A definição e descrição de uma galeaça mediterrânica de finais do século XVI e princípios do século XVII dada por Pantero Pantera é de tal forma precisa (e concisa), que nos parece desnecessário e redundante procurar outra forma mais original (e por ventura mais imprecisa) de o fazer, pelo que nos limitamos a apresentar uma tradução livre de uma curta passagem da sua Armata navale (1612)97, a que acrescentamos (abusivamente, é certo) alguns comentários:

“As galeaças são os maiores de todos os navios, de velas e de remos; são longas e estreitas em relação ao seu comprimento [Na proporção de 1:7,5, no caso da galeaça descrita por Crescentio]; possuem as mesmas partes e os mesmos elementos que a galé. Quanto aos remos, elas possuem tantos quanto uma galé ordinária98, mas estão mais afastados entre si, uma vez que a galeaça é cerca de um terço mais comprida de que a galé ordinária, mais larga e mais alta.
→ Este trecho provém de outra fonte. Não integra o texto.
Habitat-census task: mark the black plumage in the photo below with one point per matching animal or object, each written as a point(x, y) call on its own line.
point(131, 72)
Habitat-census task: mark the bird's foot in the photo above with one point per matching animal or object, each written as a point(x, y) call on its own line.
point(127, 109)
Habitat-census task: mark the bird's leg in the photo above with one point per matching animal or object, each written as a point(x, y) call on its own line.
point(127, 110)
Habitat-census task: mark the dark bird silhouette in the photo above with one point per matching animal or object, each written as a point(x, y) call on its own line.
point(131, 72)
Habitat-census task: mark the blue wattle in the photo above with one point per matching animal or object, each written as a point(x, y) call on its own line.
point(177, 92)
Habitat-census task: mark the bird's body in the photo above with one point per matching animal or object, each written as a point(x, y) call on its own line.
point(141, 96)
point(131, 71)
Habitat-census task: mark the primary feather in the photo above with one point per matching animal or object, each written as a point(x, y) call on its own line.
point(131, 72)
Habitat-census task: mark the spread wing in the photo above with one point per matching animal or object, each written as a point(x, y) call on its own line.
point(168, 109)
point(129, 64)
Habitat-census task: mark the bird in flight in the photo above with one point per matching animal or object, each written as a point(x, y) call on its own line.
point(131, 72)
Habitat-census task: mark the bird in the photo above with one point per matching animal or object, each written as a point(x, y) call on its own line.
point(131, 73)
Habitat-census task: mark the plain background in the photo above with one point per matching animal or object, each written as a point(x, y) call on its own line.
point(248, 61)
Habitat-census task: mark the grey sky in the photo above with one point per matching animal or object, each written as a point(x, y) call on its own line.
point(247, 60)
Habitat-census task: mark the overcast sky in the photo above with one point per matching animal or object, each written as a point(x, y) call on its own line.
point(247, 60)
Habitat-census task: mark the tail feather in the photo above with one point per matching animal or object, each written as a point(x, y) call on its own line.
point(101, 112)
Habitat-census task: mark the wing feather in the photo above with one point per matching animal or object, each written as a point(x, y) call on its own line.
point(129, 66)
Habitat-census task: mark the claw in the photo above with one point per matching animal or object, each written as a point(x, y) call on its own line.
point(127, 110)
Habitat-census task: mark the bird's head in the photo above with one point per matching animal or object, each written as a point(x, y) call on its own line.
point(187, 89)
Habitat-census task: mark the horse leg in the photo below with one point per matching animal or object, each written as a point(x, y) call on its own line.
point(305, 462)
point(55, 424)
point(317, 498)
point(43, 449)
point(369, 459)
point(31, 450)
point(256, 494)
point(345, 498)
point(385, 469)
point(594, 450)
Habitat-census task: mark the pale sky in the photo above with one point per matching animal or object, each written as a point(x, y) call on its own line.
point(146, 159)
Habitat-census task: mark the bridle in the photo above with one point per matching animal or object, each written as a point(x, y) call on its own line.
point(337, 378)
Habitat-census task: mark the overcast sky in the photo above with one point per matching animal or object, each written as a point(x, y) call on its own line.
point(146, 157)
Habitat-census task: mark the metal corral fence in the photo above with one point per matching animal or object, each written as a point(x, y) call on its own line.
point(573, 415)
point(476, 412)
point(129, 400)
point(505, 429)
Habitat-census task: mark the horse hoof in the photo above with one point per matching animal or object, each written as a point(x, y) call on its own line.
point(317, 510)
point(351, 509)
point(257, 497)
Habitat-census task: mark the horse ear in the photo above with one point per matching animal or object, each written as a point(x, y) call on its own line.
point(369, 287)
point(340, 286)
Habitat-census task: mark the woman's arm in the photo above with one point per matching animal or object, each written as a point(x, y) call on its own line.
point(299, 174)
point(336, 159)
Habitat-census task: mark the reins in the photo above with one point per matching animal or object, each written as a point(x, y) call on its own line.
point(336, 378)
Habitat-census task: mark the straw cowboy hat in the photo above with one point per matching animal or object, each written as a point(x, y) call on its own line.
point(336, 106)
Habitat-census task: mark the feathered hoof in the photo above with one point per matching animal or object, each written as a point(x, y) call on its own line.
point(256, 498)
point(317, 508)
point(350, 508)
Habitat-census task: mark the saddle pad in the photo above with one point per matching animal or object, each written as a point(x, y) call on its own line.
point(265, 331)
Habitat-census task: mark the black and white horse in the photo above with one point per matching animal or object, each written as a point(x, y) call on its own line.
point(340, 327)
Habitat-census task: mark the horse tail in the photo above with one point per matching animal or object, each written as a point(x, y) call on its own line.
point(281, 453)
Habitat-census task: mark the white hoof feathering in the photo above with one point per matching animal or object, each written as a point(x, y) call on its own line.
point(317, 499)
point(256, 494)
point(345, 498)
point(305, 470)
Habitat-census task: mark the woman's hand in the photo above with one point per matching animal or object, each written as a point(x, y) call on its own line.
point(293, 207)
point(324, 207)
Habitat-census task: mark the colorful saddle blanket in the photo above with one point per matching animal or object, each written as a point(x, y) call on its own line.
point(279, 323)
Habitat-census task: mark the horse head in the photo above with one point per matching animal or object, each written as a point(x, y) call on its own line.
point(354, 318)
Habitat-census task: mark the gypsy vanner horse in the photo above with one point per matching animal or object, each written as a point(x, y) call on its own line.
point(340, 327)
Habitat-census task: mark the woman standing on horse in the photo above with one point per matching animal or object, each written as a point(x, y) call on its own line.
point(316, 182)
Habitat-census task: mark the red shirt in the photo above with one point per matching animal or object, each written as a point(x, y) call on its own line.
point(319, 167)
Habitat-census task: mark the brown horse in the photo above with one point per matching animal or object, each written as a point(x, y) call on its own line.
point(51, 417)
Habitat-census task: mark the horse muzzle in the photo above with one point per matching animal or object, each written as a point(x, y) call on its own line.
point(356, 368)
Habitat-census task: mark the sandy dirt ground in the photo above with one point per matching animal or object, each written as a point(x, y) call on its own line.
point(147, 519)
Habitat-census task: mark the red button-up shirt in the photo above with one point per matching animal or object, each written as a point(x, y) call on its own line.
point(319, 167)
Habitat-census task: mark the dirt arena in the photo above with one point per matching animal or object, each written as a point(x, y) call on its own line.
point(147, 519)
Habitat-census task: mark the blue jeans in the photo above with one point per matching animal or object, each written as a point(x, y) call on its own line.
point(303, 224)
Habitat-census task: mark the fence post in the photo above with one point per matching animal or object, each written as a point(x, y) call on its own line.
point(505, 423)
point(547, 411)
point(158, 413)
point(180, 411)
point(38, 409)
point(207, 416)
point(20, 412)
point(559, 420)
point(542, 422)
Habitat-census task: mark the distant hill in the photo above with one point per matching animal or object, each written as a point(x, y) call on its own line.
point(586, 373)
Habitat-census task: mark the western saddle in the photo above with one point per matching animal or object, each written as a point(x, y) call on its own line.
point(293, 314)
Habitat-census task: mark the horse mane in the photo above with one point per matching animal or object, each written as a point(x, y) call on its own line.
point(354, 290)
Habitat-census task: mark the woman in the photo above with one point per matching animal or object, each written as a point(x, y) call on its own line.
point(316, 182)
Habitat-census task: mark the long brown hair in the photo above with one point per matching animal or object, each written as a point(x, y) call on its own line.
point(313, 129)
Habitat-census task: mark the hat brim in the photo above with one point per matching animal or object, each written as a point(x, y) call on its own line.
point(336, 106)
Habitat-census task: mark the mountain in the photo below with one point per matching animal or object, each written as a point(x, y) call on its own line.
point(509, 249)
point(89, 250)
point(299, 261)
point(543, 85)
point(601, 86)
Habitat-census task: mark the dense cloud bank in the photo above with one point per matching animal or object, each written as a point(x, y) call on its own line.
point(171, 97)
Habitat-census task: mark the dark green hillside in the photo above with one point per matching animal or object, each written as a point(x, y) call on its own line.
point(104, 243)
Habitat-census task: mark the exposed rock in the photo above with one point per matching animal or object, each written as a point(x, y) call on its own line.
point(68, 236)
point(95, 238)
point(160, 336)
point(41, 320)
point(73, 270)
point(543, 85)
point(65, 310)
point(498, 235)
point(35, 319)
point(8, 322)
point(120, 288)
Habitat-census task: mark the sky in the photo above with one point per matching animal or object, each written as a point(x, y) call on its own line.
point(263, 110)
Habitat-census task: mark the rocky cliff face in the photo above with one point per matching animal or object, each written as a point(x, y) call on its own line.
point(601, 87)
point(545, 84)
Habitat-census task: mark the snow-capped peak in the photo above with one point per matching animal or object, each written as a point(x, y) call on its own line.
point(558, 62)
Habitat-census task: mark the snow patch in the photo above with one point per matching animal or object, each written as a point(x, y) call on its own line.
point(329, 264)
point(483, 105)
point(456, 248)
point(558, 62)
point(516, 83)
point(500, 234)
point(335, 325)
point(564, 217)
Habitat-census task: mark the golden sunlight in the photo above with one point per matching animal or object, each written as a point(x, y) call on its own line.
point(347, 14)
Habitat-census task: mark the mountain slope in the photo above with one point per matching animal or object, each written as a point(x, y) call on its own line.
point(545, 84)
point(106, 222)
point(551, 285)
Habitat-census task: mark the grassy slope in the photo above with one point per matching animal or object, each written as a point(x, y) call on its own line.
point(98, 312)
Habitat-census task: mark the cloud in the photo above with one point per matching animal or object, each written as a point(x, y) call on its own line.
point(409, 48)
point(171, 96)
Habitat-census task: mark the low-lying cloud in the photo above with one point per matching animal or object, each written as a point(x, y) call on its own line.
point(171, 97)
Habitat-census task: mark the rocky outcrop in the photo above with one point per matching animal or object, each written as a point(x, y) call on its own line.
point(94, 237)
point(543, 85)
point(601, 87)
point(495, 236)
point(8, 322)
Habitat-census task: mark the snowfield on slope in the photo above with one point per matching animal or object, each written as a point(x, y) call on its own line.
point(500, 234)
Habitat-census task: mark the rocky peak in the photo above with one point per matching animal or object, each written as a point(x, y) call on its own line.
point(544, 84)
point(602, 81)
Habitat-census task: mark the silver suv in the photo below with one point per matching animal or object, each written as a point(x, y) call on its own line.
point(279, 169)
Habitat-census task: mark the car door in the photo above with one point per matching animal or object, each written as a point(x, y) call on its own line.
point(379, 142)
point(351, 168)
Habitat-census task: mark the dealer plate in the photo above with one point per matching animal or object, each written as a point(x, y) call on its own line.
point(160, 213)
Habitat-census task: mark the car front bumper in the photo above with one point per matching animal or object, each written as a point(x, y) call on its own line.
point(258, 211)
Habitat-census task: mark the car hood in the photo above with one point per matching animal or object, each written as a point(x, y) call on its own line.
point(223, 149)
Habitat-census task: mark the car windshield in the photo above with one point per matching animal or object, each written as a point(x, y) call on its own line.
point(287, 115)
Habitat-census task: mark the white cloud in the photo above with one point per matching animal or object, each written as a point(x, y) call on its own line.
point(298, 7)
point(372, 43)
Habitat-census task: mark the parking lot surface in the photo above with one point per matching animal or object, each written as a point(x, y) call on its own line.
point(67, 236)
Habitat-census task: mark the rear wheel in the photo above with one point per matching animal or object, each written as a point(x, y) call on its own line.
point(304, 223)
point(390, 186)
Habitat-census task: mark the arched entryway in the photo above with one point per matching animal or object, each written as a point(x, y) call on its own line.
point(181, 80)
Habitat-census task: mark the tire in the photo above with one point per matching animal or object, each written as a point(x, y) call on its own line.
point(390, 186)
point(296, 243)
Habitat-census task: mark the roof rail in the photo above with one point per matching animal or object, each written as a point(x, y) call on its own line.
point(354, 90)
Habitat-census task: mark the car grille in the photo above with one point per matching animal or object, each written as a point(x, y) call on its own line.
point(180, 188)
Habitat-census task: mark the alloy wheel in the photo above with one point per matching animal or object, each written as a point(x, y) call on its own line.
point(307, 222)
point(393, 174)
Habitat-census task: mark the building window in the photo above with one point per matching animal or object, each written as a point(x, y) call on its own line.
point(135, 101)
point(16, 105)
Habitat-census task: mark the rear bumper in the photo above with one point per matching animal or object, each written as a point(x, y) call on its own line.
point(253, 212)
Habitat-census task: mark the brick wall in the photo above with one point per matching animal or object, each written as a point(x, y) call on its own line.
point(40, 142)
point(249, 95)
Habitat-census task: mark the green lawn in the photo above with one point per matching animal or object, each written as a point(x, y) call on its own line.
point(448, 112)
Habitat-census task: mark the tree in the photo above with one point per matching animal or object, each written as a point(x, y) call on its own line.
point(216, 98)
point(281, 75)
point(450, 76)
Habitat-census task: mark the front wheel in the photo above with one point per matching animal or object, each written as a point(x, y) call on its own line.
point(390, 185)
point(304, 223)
O remo da galeaça é consideravelmente mais comprido do que o da galé, por isso, para o manejar são necessários pelo menos sete homens. A galeaça está sempre equipada com três mastros – o principal, de grande altura e grossura, o traquete e a mesena – e três velas. Possui o leme «a la navaresca», isto é, ao modo dos navios [de alto bordo], e um grande remo à popa, em cada um dos flancos, para a auxiliar a virar de bordo mais rapidamente. A galeaça sendo muito pesada e de grande volume, evoluía com alguma lentidão. Hoje em dia [início do século XVII], em Veneza, constroem-se galeaças com tal arte que, ainda que sendo tão grandes como aquelas que se construíam à muito tempo [galés de mercato], e que estejam mais carregadas com artilharia, conseguem evoluir e virar, sem reboque, quase tão facilmente como as galés mais ligeiras (ou sutiles). A galeaça possui, à proa e à popa, dois espaços com dimensão suficiente para colocar a infantaria e a artilharia.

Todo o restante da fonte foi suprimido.